If you have savings and are looking for some recurring income, dividend stocks are a great way to achieve that. And if you also invest in a dividend stock with some good growth prospects, then you could also benefit from some strong capital appreciation, giving you multiple ways to make money from the stock.
One stock that could offer you a great mix of both is TransAlta Renewables Inc (TSX:RNW). Currently paying investors a dividend of 6.3%, it’s one of the higher payouts that you can find on the TSX.
Not only does the stock pay a good dividend, but it’s also produced some strong returns for investors, rising by more than 40% year to date. While investors wouldn’t expect to see those types of returns every year, it’s still likely to produce good returns, especially given TransAlta’s growth opportunities.

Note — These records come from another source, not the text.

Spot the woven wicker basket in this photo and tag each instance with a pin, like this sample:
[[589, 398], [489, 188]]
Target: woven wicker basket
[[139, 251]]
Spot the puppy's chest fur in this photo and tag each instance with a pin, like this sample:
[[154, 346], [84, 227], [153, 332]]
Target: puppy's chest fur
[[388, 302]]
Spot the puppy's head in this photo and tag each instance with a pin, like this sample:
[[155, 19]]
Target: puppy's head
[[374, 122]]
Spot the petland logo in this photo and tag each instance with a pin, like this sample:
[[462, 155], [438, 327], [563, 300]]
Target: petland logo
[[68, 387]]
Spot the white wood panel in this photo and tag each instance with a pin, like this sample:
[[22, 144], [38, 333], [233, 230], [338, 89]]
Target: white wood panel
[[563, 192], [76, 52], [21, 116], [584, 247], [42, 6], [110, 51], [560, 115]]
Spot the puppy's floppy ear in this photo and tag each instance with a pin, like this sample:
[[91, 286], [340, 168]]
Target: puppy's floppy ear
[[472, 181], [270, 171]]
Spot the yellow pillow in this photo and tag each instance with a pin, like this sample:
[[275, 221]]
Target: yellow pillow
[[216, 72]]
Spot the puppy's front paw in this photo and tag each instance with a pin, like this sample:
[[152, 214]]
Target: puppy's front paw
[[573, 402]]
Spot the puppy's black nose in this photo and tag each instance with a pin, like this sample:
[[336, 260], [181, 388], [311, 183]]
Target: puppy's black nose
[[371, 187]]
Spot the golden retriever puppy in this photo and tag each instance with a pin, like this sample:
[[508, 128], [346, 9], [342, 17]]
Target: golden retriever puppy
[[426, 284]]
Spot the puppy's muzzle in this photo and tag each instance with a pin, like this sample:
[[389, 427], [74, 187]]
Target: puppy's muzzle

The utility provider’s focus on renewable energy makes the stock a solid long-term buy, especially as consumers’ demand for environmentally friendly sources of energy continues to rise. TransAlta has 34 renewable energy facilities, 20 of which are wind facilities.
As renewable energy becomes more mainstream, the stock could see sales grow, which in turn will lead to an even stronger share price. In the meantime, however, TransAlta could still generate some modest returns while also adding a good dividend.
Is the dividend safe?
One of the concerns investors may have about TransAlta’s stock is whether the dividend is sustainable given it’s a fairly high yield at over 6% per year. But if we look at the company’s cash flow, we see that TransAlta is actually in a very strong position.
Over the trailing 12 months, the company has generated $319 million in free cash flow. During that time, TransAlta paid out $221 million in dividends, or about 69% of its free cash.
The company has been in a good enough position that it’s been able to pay down debt as well, allocating $162 million for that purpose during the same period.
And with its free cash flow growing over the years, the company’s cash position could get even stronger down the road as its operations continue to grow.
The dividend could generate significant cash for your portfolio
If you were to max out your tax-free savings account (TFSA) and invest the full $63,500 into TransAlta shares, you’d be in a position to earn $4,000 per year in tax-free income.
And as the funds would be inside of a TFSA, you wouldn’t have to worry about the dividends being taxable. In addition, if the stock were to achieve returns of 10% per year, that would give you another $6,350 in capital gains, which also wouldn’t be taxable.
It’s not hard to see how you could make more than $10,000 a year in tax-free income by investing in a high-yield stock like TransAlta.
However, it’s by no means a guarantee, and there is of course the risk that the stock could incur losses as well, chipping away at the income you may have earned in stronger years.
That’s why TransAlta may be more appropriate for long-term investors, as in the short term there could be a lot more volatility as the company is still growing and it may not be a safe bet to generate strong returns year in and year out.